# DataFrames and Series

## What are data frames?
A CSV is basically an Excel table. Just rows and columns of data. A data frame is basically the same thing as it's a data-structure that contains those rows and columns, alongside a bunch of functionality that allows us to manipulate that data. Sometimes it may be easier to think about it is like a dictionary:
```
users = {
  'username': ["Knguyen44", "AbagailW3nd"],
  'email': ["knguyen44@gmail.com", "abbyWendel@outlook.com"]
}
```
Yeah it's kind of like this. Honestly if you're familiar with SQL databases, Excel, etc. then this should be simple to see. Our data frames are just these tables but with extra cool features.

## What are series?
This is just an 'array' of data, or just column of data, so you could have a series for the 'username'. This allows you to easily access all values in the username column, and also it adds cool new functionality and features to manipulate the values of said column. Of course you can get more complex with it, but this is the base idea. You could think of a data-frame as a collection of series that are teaming up.

In [8]:
'''
+ Ex.1 Creating a dataframe from a dictionary.
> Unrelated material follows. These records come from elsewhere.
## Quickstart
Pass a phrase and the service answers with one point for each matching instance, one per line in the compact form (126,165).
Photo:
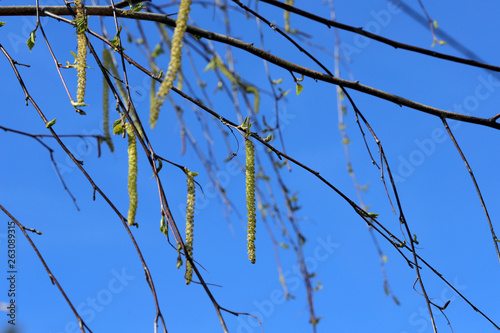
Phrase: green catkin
(250,195)
(190,223)
(132,175)
(105,102)
(175,61)
(81,58)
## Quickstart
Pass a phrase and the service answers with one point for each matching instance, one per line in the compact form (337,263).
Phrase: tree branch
(355,85)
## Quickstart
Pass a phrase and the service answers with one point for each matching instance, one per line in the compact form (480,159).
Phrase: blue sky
(92,257)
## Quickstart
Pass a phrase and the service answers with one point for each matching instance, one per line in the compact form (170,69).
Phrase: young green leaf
(298,88)
(50,123)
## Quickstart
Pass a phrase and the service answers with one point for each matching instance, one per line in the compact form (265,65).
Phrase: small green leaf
(157,51)
(298,88)
(50,123)
(31,40)
(283,245)
(76,104)
(211,65)
(138,7)
(270,137)
(415,239)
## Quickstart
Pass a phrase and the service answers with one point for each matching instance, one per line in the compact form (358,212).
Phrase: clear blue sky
(92,257)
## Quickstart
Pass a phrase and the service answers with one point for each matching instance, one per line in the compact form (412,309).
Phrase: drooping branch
(250,48)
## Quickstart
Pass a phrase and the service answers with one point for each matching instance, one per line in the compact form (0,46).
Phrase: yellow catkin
(190,223)
(132,175)
(105,102)
(250,194)
(175,61)
(81,57)
(287,15)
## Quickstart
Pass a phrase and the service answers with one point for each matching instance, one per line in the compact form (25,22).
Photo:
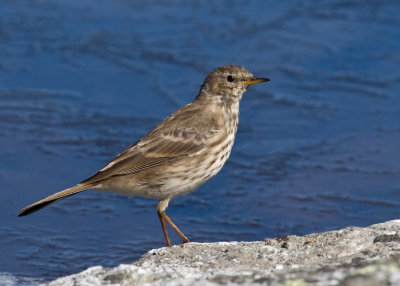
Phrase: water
(316,149)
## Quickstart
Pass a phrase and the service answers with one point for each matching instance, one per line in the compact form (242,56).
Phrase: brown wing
(180,135)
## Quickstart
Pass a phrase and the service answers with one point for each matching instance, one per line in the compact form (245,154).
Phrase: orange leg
(164,218)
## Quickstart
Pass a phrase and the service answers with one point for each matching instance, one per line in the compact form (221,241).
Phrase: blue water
(317,147)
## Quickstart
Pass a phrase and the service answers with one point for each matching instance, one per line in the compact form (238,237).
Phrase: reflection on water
(80,80)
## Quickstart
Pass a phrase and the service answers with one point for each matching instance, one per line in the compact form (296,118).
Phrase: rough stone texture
(351,256)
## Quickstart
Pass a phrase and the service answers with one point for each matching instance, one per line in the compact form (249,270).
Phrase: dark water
(317,147)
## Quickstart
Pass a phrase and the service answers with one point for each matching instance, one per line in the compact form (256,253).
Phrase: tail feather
(51,199)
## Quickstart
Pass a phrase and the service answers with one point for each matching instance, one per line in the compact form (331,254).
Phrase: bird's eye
(230,78)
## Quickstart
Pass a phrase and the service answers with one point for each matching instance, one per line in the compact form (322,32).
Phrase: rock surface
(351,256)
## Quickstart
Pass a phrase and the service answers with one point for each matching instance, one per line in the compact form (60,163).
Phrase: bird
(181,153)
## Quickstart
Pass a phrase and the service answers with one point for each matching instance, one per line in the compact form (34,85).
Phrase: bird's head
(228,83)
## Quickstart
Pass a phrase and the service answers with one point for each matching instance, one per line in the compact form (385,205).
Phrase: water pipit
(179,154)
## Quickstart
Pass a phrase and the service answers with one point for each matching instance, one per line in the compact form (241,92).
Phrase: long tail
(53,198)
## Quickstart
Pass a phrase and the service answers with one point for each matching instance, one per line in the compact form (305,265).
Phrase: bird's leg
(178,231)
(164,227)
(161,206)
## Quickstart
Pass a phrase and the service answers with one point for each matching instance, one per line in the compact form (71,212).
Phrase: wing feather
(176,137)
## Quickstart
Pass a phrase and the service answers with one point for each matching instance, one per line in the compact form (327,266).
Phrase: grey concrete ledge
(351,256)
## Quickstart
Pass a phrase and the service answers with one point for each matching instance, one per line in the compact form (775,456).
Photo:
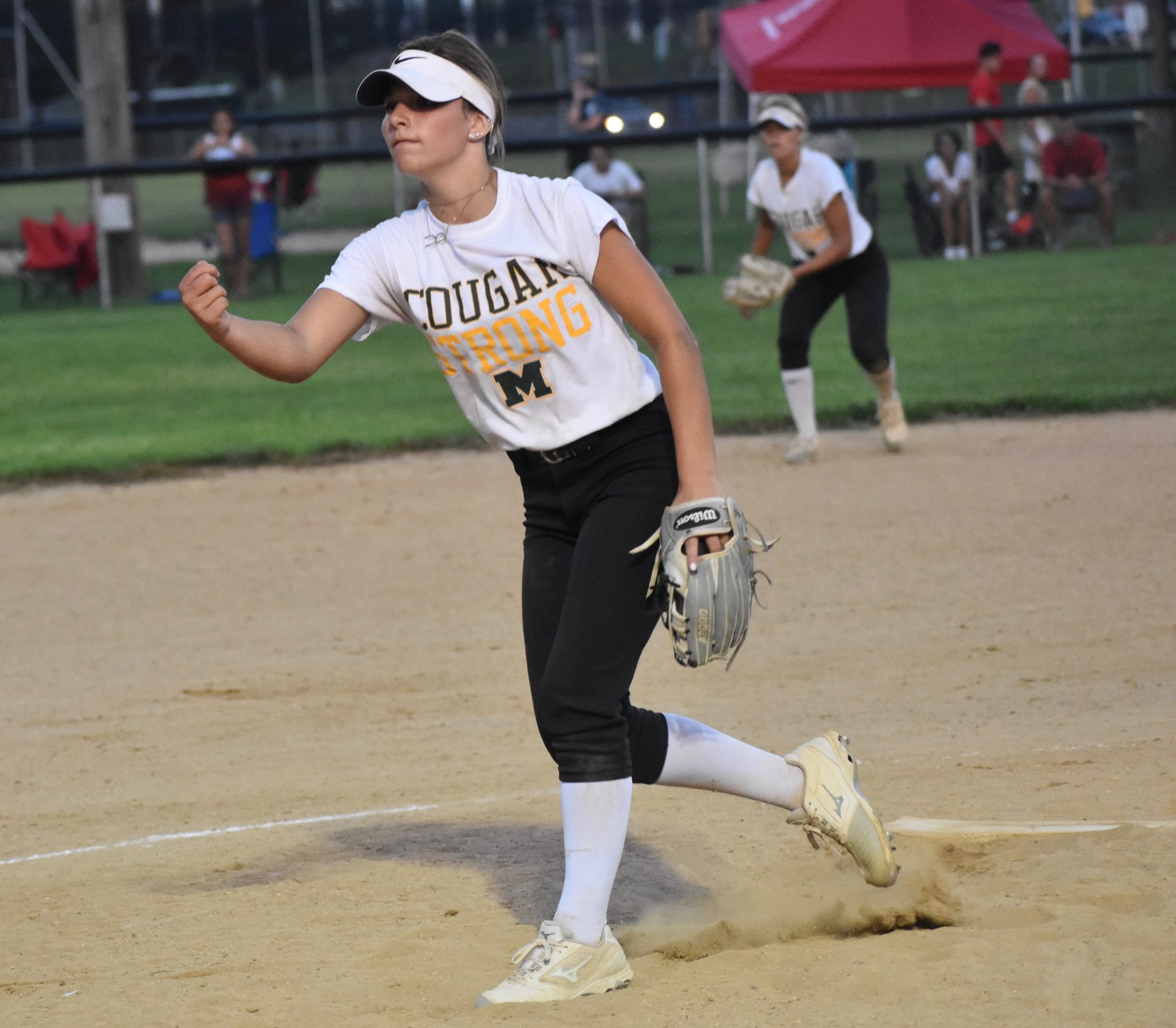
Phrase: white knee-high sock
(595,819)
(886,382)
(799,393)
(699,757)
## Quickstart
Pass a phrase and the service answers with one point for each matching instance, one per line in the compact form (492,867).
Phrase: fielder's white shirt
(533,354)
(938,173)
(619,179)
(799,208)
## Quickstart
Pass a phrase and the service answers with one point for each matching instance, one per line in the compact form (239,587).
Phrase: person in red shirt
(1074,169)
(993,157)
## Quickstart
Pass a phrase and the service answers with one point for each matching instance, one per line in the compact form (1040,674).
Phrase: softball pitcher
(803,194)
(521,287)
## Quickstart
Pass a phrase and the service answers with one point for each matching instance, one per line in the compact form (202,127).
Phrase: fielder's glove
(760,281)
(707,612)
Another option besides reading from a csv and creating the data frame in that manner.
'''
import pandas as pd
users = {
  'username': ["Knguyen44", "AbagailW3nd"],
  'email': ["knguyen44@gmail.com", "abbyWendel@outlook.com"]
}
usersDF = pd.DataFrame(users)

'''
+ Ex.2 Selecting specific columns back. 

So in our first example, we get back a series for the username. Basically we're just getting back all of the values for the 'username' column. However in our second example 
we wanted to get back the username and email column. Since we're getting more than one column, we'd get back a data frame instead of a series.

NOTE: We're getting back 
'''
usernameSeries = usersDF["username"] # or usersDF.username; Though be careful as sometimes a column's name may have the same name as a data frame method e.g. 'count'
usernameAndEmailDataFrame = usersDF[["username", "email"]]

'''
+ Ex.3 Selecting rows with 'integer location'. 
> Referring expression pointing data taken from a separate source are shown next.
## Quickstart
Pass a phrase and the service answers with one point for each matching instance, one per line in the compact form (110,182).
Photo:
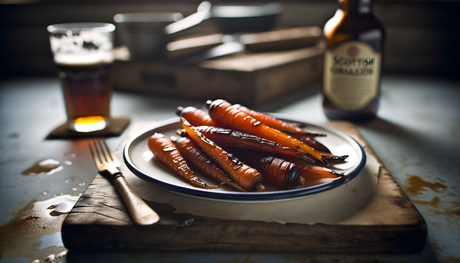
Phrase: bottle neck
(355,6)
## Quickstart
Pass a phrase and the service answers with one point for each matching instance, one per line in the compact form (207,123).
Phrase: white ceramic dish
(141,162)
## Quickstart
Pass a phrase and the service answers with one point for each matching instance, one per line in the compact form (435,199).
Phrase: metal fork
(106,162)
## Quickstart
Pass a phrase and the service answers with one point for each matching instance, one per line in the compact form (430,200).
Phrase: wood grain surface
(390,223)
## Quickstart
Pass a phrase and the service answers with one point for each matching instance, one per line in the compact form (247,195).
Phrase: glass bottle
(352,62)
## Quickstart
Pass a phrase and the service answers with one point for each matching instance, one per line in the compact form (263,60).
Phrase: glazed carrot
(166,154)
(314,144)
(248,177)
(229,138)
(194,116)
(201,162)
(276,171)
(305,136)
(225,115)
(271,121)
(311,172)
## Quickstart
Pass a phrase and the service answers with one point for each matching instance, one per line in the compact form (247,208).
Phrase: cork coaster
(116,128)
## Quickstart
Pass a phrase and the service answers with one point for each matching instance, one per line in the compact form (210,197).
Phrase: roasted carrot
(225,115)
(271,121)
(246,176)
(276,171)
(311,172)
(194,116)
(166,154)
(310,141)
(201,162)
(230,138)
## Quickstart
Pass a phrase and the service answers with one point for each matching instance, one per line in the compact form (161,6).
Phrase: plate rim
(243,196)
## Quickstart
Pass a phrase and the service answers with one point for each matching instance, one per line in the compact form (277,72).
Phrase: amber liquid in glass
(87,91)
(353,21)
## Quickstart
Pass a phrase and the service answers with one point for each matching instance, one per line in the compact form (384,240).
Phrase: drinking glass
(83,54)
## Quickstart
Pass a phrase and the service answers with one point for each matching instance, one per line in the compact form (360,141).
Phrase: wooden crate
(249,78)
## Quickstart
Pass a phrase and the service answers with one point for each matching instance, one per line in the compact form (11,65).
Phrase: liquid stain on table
(39,223)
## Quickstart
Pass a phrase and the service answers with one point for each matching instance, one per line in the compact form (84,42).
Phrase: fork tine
(104,145)
(92,149)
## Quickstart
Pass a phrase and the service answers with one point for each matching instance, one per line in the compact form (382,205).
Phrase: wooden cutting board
(389,223)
In our first example, we are returned a series with the row's information. Things such as 'username' and 'email'. The 'indices' here are the column names so 
'username' and 'email' are index values '0' and '1' respectively. This is just simple array indexing. Anyways I want only the email, so I'm going to choose 
index '1'. 

Again in the first problem we return a series since it's just one array of values, and then in the second problem we return a data frame since we're dealing with two 'arrays' or rows of values.
'''
firstUser = usersDF.iloc[0] 
emailRows = usersDF.iloc[[0, 1], [1]]


'''
+ Ex.4 Selecting rows using 'labels'. 

Basically very similar to iloc, but it seems you can see the string names when specifying the columns or 'indices'. Remember indices aren't just columns and 
will get a little more complex later on.
'''
emailAndUsernameDF = usersDF.loc[[0,1], [["email", "username"]]]



"\n+ Ex.4 Selecting rows using 'labels'.\n"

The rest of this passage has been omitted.